Monday, April 21, 2014

What does "wellness" look like in my life? Daily Plans: Tuesday, 21 April

Happy Tuesday Advisory Fellows!!!!

Here's what's up next!!!
  1. Finish your weebly! Meet with me at lunch if you need help! Schedule a time to meet with me and your parents/guardians before May 5!!!!!!!!
  2. Bring in field trip money!!!!

Essential Question: What does "wellness" look like in my life?
Objectives: I can…
...define wellness.
...identify components of wellness.
...evaluate my current wellness balance.
...try new ways to “be well.”
...set personal wellness goals.
Welcome to the Health and Wellness Unit! Get excited to get moving and eating mindfully!!!!

1) In your notebooks:
  1. Define wellness.
  2. List the components of wellness. List what you do to stay “well” in each way.
  3. Rank each component of wellness from a 1-5, 5 being “I’m SOOOO well in this way, I could teach others!” and 1 being, “um...I haven’t thought about that in ages. I don’t know where to start.”
  4. Draw a wellness circle chart like the one below to show your relative wellness.
3) Bat Tossing Game
  1. Write a health/wellness question and add it to the box.
    1. Examples: What is your favorite healthy snack? What is the weirdest diet trend you've heard of? What do you do to stay active?
    2. Non-examples (DO NOT use these!): How much do you weigh? How much do you eat in a day?
  2. Answer your question when the bat gets tossed to you!

4) Review the schedule and expectations for the next few weeks.
  1. Check your email to see if I've emailed you anything important and stop by if you need weebly help!
  2. If you have field trip money/forms bring it to me before school starts or before advisory starts!

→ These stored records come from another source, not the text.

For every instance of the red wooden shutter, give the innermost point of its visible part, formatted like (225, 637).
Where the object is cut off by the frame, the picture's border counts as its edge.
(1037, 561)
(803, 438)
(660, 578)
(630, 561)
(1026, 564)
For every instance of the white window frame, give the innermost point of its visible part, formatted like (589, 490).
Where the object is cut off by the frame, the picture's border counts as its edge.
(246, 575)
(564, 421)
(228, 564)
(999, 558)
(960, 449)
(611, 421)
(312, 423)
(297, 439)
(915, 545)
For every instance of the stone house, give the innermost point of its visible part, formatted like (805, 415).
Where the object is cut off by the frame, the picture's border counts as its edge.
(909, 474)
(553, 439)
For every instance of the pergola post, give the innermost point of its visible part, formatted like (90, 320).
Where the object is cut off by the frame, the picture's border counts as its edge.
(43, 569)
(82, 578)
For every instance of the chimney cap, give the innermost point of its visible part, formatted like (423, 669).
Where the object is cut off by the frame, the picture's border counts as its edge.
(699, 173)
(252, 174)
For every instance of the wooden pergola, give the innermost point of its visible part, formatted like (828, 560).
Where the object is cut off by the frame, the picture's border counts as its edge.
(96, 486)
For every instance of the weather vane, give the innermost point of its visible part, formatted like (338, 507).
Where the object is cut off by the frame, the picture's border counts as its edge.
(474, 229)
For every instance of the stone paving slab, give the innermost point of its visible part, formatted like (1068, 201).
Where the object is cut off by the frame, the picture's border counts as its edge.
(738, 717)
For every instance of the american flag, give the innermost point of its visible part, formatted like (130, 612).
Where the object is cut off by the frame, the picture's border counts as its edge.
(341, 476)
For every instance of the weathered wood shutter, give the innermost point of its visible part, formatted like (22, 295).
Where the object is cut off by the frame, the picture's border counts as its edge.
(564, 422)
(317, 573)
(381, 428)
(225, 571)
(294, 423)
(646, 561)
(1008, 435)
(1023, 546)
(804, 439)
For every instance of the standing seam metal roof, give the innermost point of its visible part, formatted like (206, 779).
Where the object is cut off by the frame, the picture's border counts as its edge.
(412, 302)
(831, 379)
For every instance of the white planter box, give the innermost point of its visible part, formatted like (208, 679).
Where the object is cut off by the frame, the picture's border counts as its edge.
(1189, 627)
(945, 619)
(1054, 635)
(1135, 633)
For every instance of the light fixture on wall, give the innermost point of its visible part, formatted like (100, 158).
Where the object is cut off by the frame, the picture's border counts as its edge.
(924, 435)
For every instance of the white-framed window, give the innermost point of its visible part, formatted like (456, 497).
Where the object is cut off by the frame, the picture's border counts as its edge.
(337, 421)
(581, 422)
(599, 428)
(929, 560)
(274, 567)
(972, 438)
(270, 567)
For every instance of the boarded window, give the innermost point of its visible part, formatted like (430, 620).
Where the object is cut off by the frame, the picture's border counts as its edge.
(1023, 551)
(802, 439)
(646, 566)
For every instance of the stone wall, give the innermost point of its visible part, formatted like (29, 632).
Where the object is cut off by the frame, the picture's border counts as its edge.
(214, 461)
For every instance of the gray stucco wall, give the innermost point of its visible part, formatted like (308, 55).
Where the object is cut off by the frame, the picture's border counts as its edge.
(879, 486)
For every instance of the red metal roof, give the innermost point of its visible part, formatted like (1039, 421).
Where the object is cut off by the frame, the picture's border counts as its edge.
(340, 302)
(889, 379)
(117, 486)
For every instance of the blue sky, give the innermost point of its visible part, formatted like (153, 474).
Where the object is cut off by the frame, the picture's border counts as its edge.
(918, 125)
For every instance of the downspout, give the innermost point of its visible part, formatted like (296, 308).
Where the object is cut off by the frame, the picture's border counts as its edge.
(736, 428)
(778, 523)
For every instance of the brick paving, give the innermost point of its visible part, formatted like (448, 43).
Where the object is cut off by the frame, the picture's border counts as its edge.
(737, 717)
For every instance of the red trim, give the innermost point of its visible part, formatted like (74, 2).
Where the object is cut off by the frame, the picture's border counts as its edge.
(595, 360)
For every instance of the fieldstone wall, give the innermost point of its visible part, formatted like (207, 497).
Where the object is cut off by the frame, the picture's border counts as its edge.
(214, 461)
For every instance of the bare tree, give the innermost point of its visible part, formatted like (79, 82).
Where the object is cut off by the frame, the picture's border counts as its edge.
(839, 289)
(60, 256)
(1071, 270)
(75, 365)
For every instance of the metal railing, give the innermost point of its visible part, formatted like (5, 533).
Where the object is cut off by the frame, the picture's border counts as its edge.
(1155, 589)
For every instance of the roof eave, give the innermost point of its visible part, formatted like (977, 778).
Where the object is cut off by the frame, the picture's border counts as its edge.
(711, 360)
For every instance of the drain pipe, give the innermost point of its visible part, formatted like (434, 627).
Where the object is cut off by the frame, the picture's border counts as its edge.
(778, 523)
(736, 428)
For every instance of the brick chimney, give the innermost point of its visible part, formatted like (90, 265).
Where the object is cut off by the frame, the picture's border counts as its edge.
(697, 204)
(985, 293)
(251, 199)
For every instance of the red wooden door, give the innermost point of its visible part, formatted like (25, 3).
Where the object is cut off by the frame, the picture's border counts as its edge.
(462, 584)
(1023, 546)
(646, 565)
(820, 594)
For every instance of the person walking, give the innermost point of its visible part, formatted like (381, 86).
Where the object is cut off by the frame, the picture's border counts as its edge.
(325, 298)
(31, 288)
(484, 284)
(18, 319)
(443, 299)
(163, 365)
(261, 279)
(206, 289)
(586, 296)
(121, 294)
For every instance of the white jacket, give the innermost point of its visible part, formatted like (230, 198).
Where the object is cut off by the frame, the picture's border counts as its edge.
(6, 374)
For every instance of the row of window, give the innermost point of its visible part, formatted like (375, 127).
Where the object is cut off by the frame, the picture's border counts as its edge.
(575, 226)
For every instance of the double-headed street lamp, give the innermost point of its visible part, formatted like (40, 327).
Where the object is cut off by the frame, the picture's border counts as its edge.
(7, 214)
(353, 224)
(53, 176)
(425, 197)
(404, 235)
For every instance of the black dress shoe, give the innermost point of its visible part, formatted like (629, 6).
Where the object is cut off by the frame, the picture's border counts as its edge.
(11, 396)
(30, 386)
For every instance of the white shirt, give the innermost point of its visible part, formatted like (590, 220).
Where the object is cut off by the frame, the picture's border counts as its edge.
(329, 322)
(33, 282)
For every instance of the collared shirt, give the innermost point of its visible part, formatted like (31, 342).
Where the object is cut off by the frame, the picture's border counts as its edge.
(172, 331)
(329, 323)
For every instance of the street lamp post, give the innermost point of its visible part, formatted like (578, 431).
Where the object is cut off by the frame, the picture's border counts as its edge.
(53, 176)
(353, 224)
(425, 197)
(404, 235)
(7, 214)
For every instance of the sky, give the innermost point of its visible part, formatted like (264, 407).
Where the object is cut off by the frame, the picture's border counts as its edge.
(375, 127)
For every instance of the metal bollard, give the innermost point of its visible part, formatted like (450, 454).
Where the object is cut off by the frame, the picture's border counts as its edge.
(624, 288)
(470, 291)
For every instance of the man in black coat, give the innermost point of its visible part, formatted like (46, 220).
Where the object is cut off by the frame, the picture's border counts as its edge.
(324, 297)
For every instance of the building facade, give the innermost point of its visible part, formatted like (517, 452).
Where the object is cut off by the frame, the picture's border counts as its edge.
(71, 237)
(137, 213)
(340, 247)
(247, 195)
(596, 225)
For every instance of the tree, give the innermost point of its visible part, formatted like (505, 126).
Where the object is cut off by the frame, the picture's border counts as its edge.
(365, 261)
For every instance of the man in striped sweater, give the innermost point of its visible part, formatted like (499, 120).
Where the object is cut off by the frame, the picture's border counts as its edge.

I need this ASAP!!!!
  3. Full participation! 
    1. This means that on days when you are doing something physically active you come dressed to be active! 
      1. Yoga: Pants or shorts that are stretchy, a t-shirt or tank top that won’t fall over your face if you fold forward. You don’t need socks or sneakers.
      2. Walking: Clothes and shoes you can walk in comfortably.
      3. Running/Conditioning and Strength Training: Shorts that are mid-thigh in length or capris or pants, running shoes and socks, and a t-shirt or tank top that you don’t mind getting sweaty in.
  4. You get to the session you are taking part in ON TIME (11:02)! 
  5. Postivity: A lot of you are trying something new and that is AWESOME! Ask lots of questions and stay postive!!!!